The bill would create near‑universal, comprehensive, no‑cost national health coverage with stronger oversight and equity protections, at the cost of large new federal spending, major disruption to current coverage pathways and provider payment models, and increased administrative, legal, and implementation challenges.
All eligible Americans would gain single‑payer, comprehensive health coverage with broad service benefits (hospital, primary, mental health, reproductive and gender‑affirming care, long‑term services and supports, and transportation) with no cost‑sharing, reducing uninsured rates and out‑of‑pocket spending.
Creates a single national program and standardized enrollment/ID that simplifies billing and claims interactions, bans balance billing and duplicate private plans for covered benefits, and reduces surprise bills and fragmented insurer interactions for patients.

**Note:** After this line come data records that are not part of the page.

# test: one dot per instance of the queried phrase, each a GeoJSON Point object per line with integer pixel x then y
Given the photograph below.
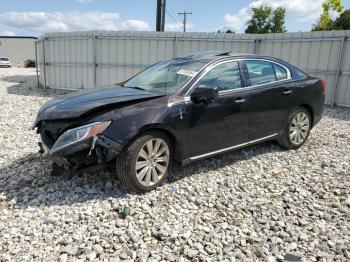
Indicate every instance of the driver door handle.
{"type": "Point", "coordinates": [287, 92]}
{"type": "Point", "coordinates": [240, 101]}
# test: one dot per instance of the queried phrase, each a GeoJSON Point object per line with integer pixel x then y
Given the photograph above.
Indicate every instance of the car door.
{"type": "Point", "coordinates": [272, 96]}
{"type": "Point", "coordinates": [222, 122]}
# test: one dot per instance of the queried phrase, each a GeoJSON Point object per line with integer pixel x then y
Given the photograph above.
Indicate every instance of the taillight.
{"type": "Point", "coordinates": [323, 83]}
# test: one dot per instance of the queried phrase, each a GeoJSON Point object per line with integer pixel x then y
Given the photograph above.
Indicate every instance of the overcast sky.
{"type": "Point", "coordinates": [34, 17]}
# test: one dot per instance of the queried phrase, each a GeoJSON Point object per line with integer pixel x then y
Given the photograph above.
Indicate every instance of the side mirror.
{"type": "Point", "coordinates": [204, 93]}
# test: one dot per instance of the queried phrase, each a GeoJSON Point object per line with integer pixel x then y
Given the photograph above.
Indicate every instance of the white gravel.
{"type": "Point", "coordinates": [260, 203]}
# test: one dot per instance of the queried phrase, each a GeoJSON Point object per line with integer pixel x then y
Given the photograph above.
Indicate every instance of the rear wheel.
{"type": "Point", "coordinates": [297, 129]}
{"type": "Point", "coordinates": [145, 164]}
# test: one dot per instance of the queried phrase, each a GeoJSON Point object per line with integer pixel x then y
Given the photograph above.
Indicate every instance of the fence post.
{"type": "Point", "coordinates": [94, 60]}
{"type": "Point", "coordinates": [338, 72]}
{"type": "Point", "coordinates": [257, 42]}
{"type": "Point", "coordinates": [36, 62]}
{"type": "Point", "coordinates": [44, 63]}
{"type": "Point", "coordinates": [175, 47]}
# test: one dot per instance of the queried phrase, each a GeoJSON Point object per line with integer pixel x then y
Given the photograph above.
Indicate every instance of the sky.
{"type": "Point", "coordinates": [35, 17]}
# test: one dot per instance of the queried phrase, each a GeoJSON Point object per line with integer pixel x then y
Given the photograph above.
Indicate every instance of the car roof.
{"type": "Point", "coordinates": [209, 56]}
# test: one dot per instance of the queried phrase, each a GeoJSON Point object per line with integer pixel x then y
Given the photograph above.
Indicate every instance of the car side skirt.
{"type": "Point", "coordinates": [224, 150]}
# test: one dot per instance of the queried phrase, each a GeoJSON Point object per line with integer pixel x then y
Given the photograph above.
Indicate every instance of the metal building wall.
{"type": "Point", "coordinates": [83, 60]}
{"type": "Point", "coordinates": [18, 49]}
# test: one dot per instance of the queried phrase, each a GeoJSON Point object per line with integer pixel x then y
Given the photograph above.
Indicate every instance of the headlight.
{"type": "Point", "coordinates": [79, 134]}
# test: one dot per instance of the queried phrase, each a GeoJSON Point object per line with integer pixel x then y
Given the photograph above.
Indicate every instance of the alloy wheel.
{"type": "Point", "coordinates": [299, 128]}
{"type": "Point", "coordinates": [152, 162]}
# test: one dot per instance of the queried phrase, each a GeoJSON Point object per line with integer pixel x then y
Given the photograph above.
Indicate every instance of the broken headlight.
{"type": "Point", "coordinates": [79, 134]}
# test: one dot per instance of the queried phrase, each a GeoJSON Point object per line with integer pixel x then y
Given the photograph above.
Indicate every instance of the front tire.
{"type": "Point", "coordinates": [297, 129]}
{"type": "Point", "coordinates": [145, 163]}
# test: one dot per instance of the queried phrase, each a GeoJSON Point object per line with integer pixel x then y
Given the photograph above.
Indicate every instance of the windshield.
{"type": "Point", "coordinates": [166, 77]}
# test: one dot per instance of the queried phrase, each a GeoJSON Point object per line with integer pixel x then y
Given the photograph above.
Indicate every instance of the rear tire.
{"type": "Point", "coordinates": [145, 163]}
{"type": "Point", "coordinates": [297, 129]}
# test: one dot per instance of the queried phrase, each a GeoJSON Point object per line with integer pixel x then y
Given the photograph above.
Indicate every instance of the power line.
{"type": "Point", "coordinates": [184, 13]}
{"type": "Point", "coordinates": [171, 16]}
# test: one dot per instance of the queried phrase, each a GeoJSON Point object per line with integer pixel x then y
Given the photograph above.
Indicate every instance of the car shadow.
{"type": "Point", "coordinates": [28, 181]}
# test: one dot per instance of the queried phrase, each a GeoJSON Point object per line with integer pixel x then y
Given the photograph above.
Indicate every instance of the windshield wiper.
{"type": "Point", "coordinates": [136, 87]}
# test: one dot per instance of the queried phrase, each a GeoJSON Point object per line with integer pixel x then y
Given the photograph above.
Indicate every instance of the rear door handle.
{"type": "Point", "coordinates": [240, 101]}
{"type": "Point", "coordinates": [287, 92]}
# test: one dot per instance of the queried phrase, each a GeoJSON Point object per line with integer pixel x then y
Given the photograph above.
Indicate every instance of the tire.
{"type": "Point", "coordinates": [132, 162]}
{"type": "Point", "coordinates": [296, 130]}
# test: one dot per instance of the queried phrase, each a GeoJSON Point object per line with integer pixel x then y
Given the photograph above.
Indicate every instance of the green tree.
{"type": "Point", "coordinates": [343, 21]}
{"type": "Point", "coordinates": [278, 21]}
{"type": "Point", "coordinates": [264, 20]}
{"type": "Point", "coordinates": [325, 22]}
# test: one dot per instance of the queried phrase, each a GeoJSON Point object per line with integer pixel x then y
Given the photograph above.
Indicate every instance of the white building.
{"type": "Point", "coordinates": [17, 48]}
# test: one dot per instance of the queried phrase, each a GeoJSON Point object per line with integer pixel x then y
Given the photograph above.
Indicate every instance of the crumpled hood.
{"type": "Point", "coordinates": [75, 104]}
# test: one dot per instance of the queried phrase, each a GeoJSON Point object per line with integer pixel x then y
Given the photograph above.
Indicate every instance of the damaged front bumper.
{"type": "Point", "coordinates": [94, 153]}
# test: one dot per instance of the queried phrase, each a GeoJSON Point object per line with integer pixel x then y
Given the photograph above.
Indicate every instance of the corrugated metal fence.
{"type": "Point", "coordinates": [82, 60]}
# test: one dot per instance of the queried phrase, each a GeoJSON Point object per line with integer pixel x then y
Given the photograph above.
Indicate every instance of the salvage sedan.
{"type": "Point", "coordinates": [182, 109]}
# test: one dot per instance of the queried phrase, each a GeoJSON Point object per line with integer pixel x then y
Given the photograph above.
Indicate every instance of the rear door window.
{"type": "Point", "coordinates": [226, 76]}
{"type": "Point", "coordinates": [281, 73]}
{"type": "Point", "coordinates": [260, 72]}
{"type": "Point", "coordinates": [263, 72]}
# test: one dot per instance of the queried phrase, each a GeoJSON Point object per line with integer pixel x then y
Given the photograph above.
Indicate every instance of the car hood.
{"type": "Point", "coordinates": [76, 104]}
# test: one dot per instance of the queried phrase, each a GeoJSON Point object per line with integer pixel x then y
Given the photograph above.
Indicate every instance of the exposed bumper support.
{"type": "Point", "coordinates": [105, 150]}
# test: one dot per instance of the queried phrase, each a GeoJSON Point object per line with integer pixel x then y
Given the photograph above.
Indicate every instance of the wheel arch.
{"type": "Point", "coordinates": [311, 112]}
{"type": "Point", "coordinates": [175, 142]}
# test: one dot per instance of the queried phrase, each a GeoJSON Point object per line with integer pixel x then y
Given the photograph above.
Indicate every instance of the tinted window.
{"type": "Point", "coordinates": [281, 73]}
{"type": "Point", "coordinates": [166, 77]}
{"type": "Point", "coordinates": [260, 72]}
{"type": "Point", "coordinates": [226, 76]}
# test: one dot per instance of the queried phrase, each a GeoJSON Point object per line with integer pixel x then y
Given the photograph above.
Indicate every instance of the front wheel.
{"type": "Point", "coordinates": [145, 164]}
{"type": "Point", "coordinates": [297, 129]}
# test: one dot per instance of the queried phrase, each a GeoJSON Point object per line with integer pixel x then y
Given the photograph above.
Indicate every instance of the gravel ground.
{"type": "Point", "coordinates": [257, 204]}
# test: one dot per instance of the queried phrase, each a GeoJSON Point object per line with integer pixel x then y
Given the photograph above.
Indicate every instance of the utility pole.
{"type": "Point", "coordinates": [160, 25]}
{"type": "Point", "coordinates": [185, 18]}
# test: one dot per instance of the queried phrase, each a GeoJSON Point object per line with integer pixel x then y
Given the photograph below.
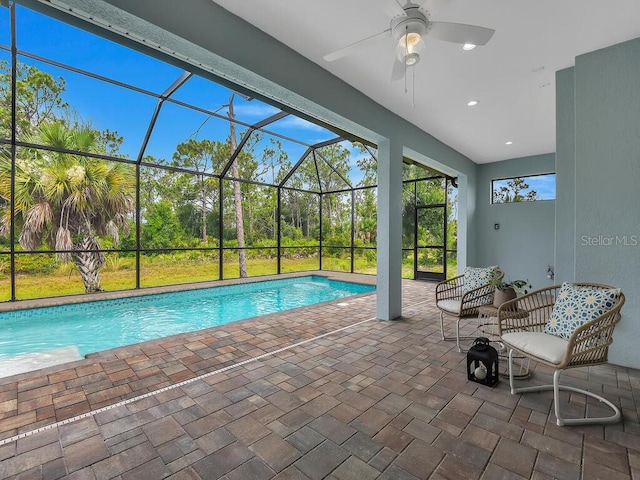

Establishes national quality and oversight systems (uniform standards, external quality review, ombudsman, routine reporting, GAO audits, deidentified research access, and mandated disparity data) to improve consistency of care, detect inequities, and monitor program performance.
Expanding comprehensive no cost‑sharing coverage and creating large initial appropriations/Trust Fund transfers would substantially increase federal spending and fiscal demands on taxpayers and the federal budget.
The Act would eliminate or phase out many existing coverage pathways (employer duplicates, Medicare/Medicaid/CHIP entitlements, FEHB, TRICARE for eligible people), risking significant disruption to current enrollees, employer benefits, and state funding streams during transition.
Global budgets, Medicare‑equivalent payment rates, negotiated fee schedules, and limits on supplemental payments risk reducing provider revenue flexibility, prompting some providers—especially in rural or high‑cost areas—to limit services or opt out, threatening access.
Based on analysis of 22 sections of legislative text.
Creates a national single-payer health insurance program that covers comprehensive medical, mental health, prescription, reproductive, long-term care, and other services for all U.S. residents. The Department of Health and Human Services would run enrollment, issue a Universal Medicare card, set provider rules and benefits, and fund the program through a new Universal Medicare Trust Fund and transfers of certain federal health dollars. Most benefits start two years after enactment, with limited transition options beginning one year after enactment.
Creates a national single-payer health program providing comprehensive benefits to all U.S. residents and funds it through a new Universal Medicare Trust Fund.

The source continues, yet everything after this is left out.